Something closes down in the girl’s face.
You realize that you have erred. That you have forgotten the hypersensitivity of the young. Fiona and Mark were inured to it early. The cynical joking about it around the dinner table. During Mark’s teenage years, he insisted on opening up every meal with a particularly egregious lawyer joke. He was hoping to get to James, but that wasn’t the way. He’d bring his own to the table.
The girl is still waiting for your answer.
I’m a doctor, you tell her. An orthopedic surgeon.
Yes. It’s more than just the bones. It’s everything to do with injuries, degenerative diseases, birth defects. I specialize in hands.
The girl laughs.
Chiromancy, you say. You’d be surprised how many believers there are. There’s been a considerable amount of research into palm creases and fingerprint whorl variations published in medical journals.
For a long time scientists have been interested in exploring whether phenotypic markers can diagnose genetic disorders.
Certainly. Doctors have always been interested in whether they can use the lines in your hands and the length of your fingers and even your fingerprints as a way of diagnosing illness.
Mostly genetic. For example, there turns out to be a strong correlation between a single palmar crease and aberrant fingerprints and Cri Du Chat syndrome.

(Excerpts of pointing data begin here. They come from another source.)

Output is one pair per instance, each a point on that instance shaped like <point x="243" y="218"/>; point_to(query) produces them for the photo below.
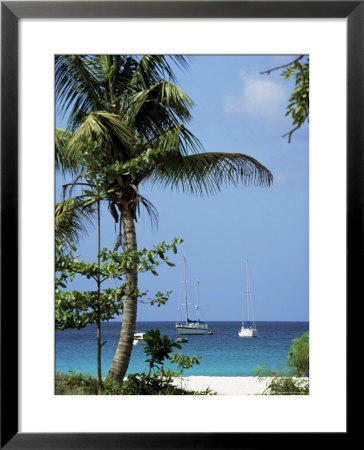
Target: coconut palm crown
<point x="127" y="126"/>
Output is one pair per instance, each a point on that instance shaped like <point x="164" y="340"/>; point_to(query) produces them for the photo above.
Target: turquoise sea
<point x="223" y="353"/>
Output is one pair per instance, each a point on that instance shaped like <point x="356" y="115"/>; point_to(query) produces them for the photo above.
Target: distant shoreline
<point x="215" y="321"/>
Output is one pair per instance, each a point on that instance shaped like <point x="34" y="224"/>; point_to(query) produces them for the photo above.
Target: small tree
<point x="294" y="381"/>
<point x="299" y="102"/>
<point x="76" y="309"/>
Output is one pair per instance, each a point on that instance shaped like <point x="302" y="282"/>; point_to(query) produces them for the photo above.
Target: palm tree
<point x="127" y="127"/>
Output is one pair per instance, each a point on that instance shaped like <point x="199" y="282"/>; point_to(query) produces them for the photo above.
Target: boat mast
<point x="248" y="290"/>
<point x="185" y="281"/>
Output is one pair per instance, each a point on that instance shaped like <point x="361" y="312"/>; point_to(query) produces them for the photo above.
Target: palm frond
<point x="72" y="218"/>
<point x="65" y="160"/>
<point x="77" y="87"/>
<point x="103" y="128"/>
<point x="162" y="106"/>
<point x="206" y="173"/>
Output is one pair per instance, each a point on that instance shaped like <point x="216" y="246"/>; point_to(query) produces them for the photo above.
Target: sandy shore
<point x="227" y="385"/>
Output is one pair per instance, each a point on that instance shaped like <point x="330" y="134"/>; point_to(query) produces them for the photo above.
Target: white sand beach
<point x="227" y="385"/>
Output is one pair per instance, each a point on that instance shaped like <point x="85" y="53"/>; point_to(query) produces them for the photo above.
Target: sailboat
<point x="248" y="328"/>
<point x="191" y="326"/>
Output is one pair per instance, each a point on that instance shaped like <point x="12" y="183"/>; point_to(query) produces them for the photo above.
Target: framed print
<point x="331" y="33"/>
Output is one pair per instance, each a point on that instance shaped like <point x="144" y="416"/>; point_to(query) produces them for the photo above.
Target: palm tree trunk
<point x="99" y="376"/>
<point x="121" y="359"/>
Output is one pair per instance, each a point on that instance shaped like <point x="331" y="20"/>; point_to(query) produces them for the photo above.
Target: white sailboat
<point x="139" y="338"/>
<point x="191" y="326"/>
<point x="248" y="328"/>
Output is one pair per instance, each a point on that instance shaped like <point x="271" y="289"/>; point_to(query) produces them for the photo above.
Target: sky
<point x="236" y="109"/>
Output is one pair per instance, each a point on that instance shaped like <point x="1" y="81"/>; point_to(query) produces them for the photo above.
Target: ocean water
<point x="223" y="353"/>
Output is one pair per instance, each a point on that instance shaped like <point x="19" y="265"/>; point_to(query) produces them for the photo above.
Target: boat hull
<point x="248" y="332"/>
<point x="194" y="329"/>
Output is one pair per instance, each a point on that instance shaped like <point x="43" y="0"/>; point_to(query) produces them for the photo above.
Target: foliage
<point x="127" y="126"/>
<point x="298" y="357"/>
<point x="298" y="104"/>
<point x="157" y="349"/>
<point x="293" y="381"/>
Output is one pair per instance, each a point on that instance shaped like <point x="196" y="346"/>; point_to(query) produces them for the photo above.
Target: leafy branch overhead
<point x="299" y="103"/>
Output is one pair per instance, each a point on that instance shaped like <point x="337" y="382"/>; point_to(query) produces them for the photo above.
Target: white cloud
<point x="259" y="98"/>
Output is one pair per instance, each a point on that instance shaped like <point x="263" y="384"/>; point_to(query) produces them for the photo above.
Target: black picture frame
<point x="11" y="12"/>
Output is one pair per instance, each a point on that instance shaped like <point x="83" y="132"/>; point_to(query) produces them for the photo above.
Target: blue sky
<point x="236" y="109"/>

Yes, because babies born with this defect mew like cats. They are usually severely mentally impaired. Then there’s Jacobsen Syndrome. Also diagnosable by the hands.Very similar to Down.
Unfortunately, most of the deviations from the normal in hand characteristics point to problems, often severe ones. But one researcher claims to have found a strong correlation between different ratios of finger lengths and exceptional musical ability. You pause. Of course, that’s just statistically speaking. Look. You hold out your right hand. See how my index finger is just as long as my middle finger? That’s statistically abnormal. Yet I don’t have any genetic defect that I know of.

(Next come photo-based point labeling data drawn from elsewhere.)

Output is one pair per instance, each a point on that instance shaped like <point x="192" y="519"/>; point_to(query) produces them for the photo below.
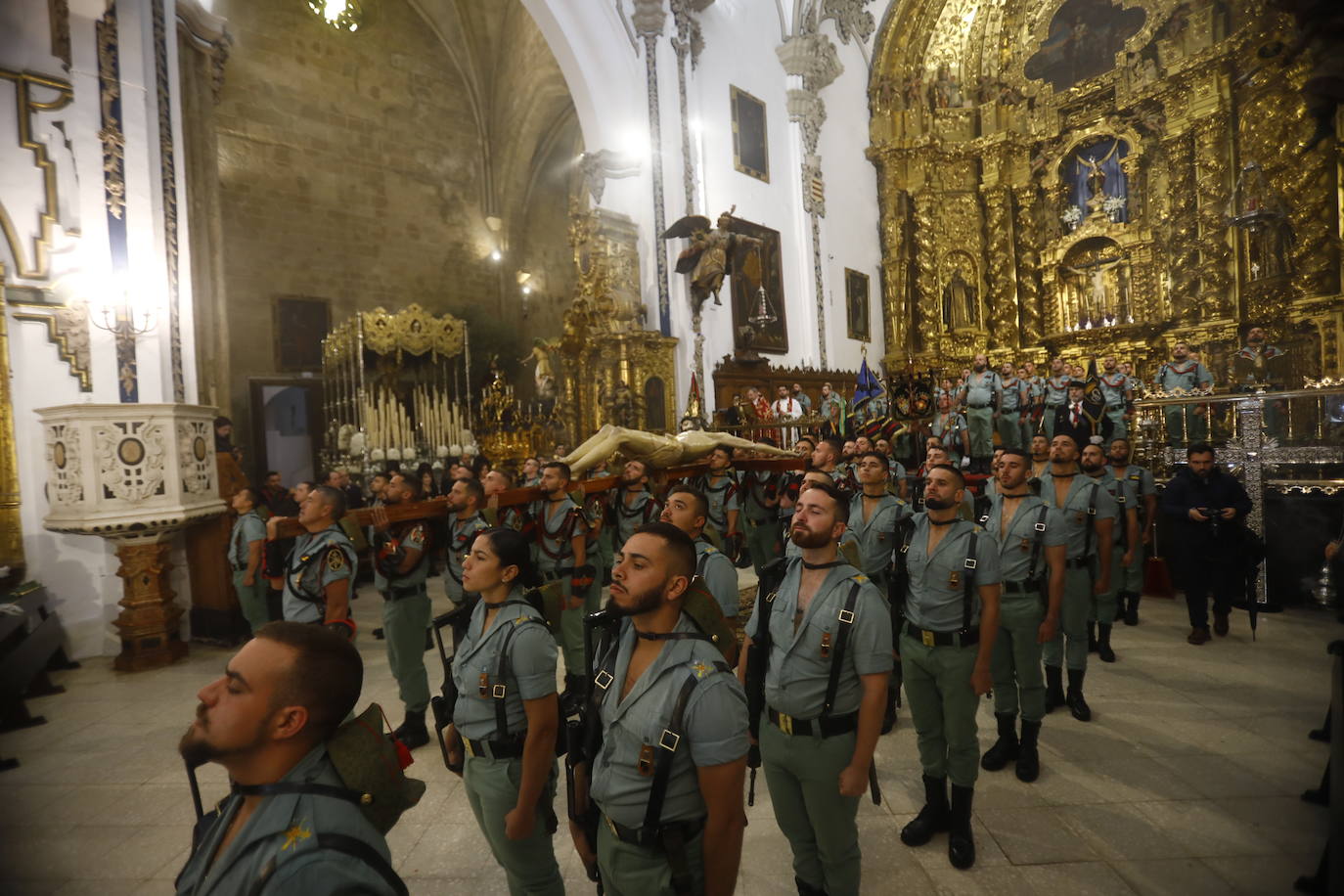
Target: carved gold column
<point x="150" y="622"/>
<point x="1211" y="182"/>
<point x="1002" y="273"/>
<point x="1183" y="238"/>
<point x="1028" y="240"/>
<point x="927" y="317"/>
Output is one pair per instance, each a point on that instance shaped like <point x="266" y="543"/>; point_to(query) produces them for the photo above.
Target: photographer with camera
<point x="1207" y="507"/>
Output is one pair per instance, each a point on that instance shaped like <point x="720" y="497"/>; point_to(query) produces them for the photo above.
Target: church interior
<point x="259" y="244"/>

How’s my life line? you ask.
You’re using past tense, you say. Is that because I’m technically dead?
You didn’t say, your life will not
The girl blushes.
You are puzzled. Why should I? you ask.
But how old do you think I am? you ask.
I would guess we’re about the same age. Or that I’m slightly younger.
The girl smiles.
I’m eighteen, you say.
Not forever, you say. Although it certainly seems that way sometimes.